Senate moves to protect whistleblowers, decries poor funding of Christian pilgrims commission
The Senate has approved further consideration of a bill seeking protection of persons making disclosures in public interest, otherwise known as whistleblowers.
During the debate that preceded the approval for second reading yesterday, the sponsor of the bill titled, “A Bill for an Act to Protect Persons Making Disclosures for Public Interest and Others from Reprisals, 2016 (SB.158),” Senator Abiodun Olujimi, PDP Ekiti South, said when passed into law, the bill seeks to protect persons making disclosures in public interest from reprisals. It would also provide for the matters disclosed to be properly investigated and dealt with and for other purposes related therewith.
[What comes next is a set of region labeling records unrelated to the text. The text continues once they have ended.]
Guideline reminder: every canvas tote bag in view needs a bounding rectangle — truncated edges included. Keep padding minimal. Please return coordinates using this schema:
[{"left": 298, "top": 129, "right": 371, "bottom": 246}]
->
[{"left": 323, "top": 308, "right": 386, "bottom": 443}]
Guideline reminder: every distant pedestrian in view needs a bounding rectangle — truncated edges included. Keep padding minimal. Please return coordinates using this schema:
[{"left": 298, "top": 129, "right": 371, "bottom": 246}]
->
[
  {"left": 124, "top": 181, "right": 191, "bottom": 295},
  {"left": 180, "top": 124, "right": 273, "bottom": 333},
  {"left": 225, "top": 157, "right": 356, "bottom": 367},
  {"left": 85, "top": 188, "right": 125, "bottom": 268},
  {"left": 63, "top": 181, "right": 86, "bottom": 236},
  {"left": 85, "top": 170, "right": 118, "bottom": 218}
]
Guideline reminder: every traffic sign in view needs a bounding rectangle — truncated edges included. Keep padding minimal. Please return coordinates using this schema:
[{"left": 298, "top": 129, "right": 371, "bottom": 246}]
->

According to Olujimi, “The level of profligacy in the public sector as exposed by one Mr. Nicholas Edwards, a staff member of the Ministry of Aviation has brought to the fore the importance of whistle-blowers in Nigeria. Mr. Edwards was not only fired but has been on the run since the report got to the public domain.”
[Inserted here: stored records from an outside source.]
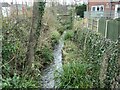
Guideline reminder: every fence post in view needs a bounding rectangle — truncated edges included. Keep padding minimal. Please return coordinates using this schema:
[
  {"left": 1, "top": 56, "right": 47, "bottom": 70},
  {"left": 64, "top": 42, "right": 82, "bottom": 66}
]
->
[
  {"left": 105, "top": 20, "right": 109, "bottom": 38},
  {"left": 91, "top": 19, "right": 94, "bottom": 30}
]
“In August 2011 a staff member of the National Women Development Centre, Abuja was dismissed from service for exposing the embezzlement by top officials of the N300 million allocated for poverty alleviation programme,” she explained.
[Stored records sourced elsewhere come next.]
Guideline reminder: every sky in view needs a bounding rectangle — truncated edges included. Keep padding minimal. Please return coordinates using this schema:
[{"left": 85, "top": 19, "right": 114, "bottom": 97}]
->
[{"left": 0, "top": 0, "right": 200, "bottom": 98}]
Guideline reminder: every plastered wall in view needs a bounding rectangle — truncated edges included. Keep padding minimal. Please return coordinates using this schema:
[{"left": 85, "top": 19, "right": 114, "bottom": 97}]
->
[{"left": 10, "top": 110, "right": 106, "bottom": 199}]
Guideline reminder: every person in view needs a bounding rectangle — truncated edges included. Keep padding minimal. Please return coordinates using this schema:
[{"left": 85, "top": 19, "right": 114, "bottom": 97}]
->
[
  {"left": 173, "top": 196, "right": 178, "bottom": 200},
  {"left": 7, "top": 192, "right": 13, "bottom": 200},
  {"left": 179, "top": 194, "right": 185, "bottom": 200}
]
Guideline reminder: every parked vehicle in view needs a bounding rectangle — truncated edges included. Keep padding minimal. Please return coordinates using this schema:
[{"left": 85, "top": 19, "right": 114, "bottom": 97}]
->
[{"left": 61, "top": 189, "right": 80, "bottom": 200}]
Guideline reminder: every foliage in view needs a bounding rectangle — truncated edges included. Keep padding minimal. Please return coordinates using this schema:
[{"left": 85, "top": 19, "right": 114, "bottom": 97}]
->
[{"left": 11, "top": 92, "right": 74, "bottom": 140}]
In another development, the Senate Committee on Foreign Affairs yesterday paid an oversight visit to Nigeria Christian Pilgrims Commission (NCPC) in Abuja, during which it decried the allocation of N54 million to the commission in the 2016 budget.
The Executive Secretary of the Commission, Reverend Tor Uja, had told the committee that it was financially constrained as a result of poor funding.
Responding, Chairman of the Foreign Affairs Committee, Senator Monsurat Sunmonu, assured the NCPC of Senate’s readiness to address the issue in the 2017 budget proposal when forwarded to the National Assembly.